Answer
$\displaystyle\sum_{n=1}^{\infty}\frac{n^3}{n^4+4}$ is divergent
Work Step by Step
Let \[\sum_{n=1}^{\infty}a_n=\sum_{n=1}^{\infty}\frac{n^3}{n^4+4}\]
\[\Rightarrow a_n=\frac{n^3}{n^4+4}=\frac{1}{n+\frac{4}{n^3}}\]
$a_n$ is positive term and monotonically decreasing.
So Integral test is applicable.
Let \[I=\int_{1}^{\infty}\frac{x^3}{x^4+4}dx\]
\[I=\lim_{t\rightarrow\infty}\int_{1}^{t}\frac{x^3}{x^4+4}dx\;\;\;\;\;\;\;\;\;\;\ldots(1)\]
Let \[I_1=\int\frac{x^3}{x^4+4}dx\]
Substitute $y=x^4+4\;\Rightarrow\; dy=4x^3dx$
\[\frac{1}{4}dy=x^3dx\]
\[\Rightarrow I_1=\frac{1}{4}\int\frac{dy}{y}\]
\[\Rightarrow I_1=\frac{1}{4}\ln |y|\]
\[\Rightarrow I_1=\frac{1}{4}\ln (x^4+4)\;\;\;\;\;\;\;\;\;\;\ldots (2)\]
Using (2) in (1)
\[I=\lim_{t\rightarrow\infty}\left[\frac{1}{4}\ln (x^4+4)\right]_{1}^{t}\]

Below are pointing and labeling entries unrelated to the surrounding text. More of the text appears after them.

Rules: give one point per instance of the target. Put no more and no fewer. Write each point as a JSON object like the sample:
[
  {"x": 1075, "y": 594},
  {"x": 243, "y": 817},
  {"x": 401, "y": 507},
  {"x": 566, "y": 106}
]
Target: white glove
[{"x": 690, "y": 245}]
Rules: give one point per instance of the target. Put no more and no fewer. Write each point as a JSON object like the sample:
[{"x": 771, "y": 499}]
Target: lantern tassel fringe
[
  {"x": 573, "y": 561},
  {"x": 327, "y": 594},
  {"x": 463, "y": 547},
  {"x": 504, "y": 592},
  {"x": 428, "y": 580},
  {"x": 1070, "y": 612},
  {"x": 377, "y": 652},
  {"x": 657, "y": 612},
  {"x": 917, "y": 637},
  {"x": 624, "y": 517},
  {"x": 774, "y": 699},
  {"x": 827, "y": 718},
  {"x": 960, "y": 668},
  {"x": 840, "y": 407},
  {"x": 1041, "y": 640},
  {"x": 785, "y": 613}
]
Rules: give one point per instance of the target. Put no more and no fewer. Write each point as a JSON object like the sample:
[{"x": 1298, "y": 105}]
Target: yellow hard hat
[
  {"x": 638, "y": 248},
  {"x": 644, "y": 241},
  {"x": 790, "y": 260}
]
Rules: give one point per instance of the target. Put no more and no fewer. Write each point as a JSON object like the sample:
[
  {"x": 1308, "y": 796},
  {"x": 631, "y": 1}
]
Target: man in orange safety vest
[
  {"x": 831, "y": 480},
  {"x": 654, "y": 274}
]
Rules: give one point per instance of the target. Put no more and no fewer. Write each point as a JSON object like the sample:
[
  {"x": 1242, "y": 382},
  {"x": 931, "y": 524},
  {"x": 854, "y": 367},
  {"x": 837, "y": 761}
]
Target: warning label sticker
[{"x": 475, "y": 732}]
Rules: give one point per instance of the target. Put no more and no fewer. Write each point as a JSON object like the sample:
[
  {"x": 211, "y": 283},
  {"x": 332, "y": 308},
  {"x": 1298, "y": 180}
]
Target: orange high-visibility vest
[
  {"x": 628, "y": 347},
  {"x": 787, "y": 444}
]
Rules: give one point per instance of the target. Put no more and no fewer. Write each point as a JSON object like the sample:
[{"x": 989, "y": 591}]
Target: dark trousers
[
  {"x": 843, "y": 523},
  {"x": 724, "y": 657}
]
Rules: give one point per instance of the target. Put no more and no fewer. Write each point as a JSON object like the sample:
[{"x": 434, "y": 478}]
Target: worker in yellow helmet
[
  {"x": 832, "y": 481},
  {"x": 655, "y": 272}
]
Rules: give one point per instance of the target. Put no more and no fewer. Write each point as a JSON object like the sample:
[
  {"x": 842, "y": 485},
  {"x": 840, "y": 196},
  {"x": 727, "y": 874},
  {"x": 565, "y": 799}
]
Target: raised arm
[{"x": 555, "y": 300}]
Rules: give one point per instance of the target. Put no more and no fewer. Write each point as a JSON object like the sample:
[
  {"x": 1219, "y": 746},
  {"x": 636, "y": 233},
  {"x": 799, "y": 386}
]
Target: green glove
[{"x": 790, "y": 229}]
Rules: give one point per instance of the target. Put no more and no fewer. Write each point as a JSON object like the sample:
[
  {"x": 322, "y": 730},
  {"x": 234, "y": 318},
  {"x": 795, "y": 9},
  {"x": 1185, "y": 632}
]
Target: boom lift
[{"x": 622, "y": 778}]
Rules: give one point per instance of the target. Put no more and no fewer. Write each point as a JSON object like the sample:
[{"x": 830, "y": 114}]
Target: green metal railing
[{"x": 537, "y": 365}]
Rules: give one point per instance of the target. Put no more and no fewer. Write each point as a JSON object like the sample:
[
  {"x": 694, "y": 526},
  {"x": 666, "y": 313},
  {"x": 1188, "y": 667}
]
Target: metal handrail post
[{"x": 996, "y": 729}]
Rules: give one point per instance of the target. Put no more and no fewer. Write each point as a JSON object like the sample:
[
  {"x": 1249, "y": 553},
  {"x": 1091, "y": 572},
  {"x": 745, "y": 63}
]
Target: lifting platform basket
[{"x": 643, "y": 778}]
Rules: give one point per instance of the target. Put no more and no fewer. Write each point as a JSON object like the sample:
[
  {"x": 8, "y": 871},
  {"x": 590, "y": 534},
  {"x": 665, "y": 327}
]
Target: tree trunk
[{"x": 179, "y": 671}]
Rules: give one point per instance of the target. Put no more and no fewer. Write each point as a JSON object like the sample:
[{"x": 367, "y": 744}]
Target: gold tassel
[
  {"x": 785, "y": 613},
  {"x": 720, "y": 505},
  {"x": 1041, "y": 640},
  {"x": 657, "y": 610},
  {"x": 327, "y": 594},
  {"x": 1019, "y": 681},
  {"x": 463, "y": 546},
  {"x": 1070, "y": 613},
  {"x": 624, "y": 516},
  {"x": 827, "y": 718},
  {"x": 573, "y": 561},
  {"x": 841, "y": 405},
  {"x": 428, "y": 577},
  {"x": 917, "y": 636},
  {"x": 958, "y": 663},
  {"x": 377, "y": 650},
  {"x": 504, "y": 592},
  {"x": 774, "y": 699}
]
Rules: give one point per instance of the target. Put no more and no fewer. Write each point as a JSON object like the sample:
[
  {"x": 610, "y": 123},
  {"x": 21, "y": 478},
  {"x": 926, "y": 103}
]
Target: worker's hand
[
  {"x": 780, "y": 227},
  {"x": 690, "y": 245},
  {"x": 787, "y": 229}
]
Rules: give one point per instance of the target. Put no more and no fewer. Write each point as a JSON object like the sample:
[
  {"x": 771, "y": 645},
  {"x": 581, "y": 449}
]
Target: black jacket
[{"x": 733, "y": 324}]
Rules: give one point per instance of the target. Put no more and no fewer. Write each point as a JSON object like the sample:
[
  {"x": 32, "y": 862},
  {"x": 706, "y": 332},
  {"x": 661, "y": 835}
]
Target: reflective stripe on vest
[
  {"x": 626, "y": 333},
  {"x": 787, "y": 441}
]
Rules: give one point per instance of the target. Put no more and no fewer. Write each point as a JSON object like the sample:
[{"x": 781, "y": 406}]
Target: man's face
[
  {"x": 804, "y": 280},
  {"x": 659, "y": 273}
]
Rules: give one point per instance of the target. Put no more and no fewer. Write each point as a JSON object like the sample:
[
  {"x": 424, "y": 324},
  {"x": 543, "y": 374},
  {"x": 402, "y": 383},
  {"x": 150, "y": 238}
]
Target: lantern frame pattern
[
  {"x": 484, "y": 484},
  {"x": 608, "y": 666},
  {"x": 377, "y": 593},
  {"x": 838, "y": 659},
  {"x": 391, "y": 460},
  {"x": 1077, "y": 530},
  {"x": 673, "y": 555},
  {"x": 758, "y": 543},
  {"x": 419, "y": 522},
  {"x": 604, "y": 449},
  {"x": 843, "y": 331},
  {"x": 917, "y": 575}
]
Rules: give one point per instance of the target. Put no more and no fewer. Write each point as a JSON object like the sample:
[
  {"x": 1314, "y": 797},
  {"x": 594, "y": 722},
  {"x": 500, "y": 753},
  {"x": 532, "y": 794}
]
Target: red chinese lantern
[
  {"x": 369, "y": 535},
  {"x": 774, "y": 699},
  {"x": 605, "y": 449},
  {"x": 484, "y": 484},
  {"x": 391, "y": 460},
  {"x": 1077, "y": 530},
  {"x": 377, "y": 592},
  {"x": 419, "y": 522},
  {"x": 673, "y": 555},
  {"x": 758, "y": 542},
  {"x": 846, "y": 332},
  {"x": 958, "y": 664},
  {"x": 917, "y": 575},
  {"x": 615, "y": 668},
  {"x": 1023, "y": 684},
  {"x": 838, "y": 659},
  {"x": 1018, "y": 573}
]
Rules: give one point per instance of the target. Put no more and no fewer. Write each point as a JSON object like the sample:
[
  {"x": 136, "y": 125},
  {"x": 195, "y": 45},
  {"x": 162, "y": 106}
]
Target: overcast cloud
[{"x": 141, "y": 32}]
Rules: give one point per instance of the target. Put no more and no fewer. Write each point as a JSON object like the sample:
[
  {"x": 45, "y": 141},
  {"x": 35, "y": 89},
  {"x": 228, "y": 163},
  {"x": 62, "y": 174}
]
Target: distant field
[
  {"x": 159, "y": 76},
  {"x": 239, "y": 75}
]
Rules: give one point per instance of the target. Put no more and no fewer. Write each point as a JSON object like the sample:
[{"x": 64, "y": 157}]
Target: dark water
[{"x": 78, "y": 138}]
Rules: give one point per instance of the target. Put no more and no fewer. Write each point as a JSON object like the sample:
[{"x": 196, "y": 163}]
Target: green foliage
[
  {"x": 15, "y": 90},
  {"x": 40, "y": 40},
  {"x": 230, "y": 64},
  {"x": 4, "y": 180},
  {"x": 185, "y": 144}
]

\[\Rightarrow I=\lim_{t\rightarrow\infty}\left[\frac{1}{4}\ln (t^4+4)-\frac{1}{2}\ln 5\right]\]
\[\Rightarrow I=\infty\]
$\Rightarrow I$ is divergent.
By integral test, $\displaystyle\sum_{n=1}^{\infty}\frac{n^3}{n^4+4}$ is divergent.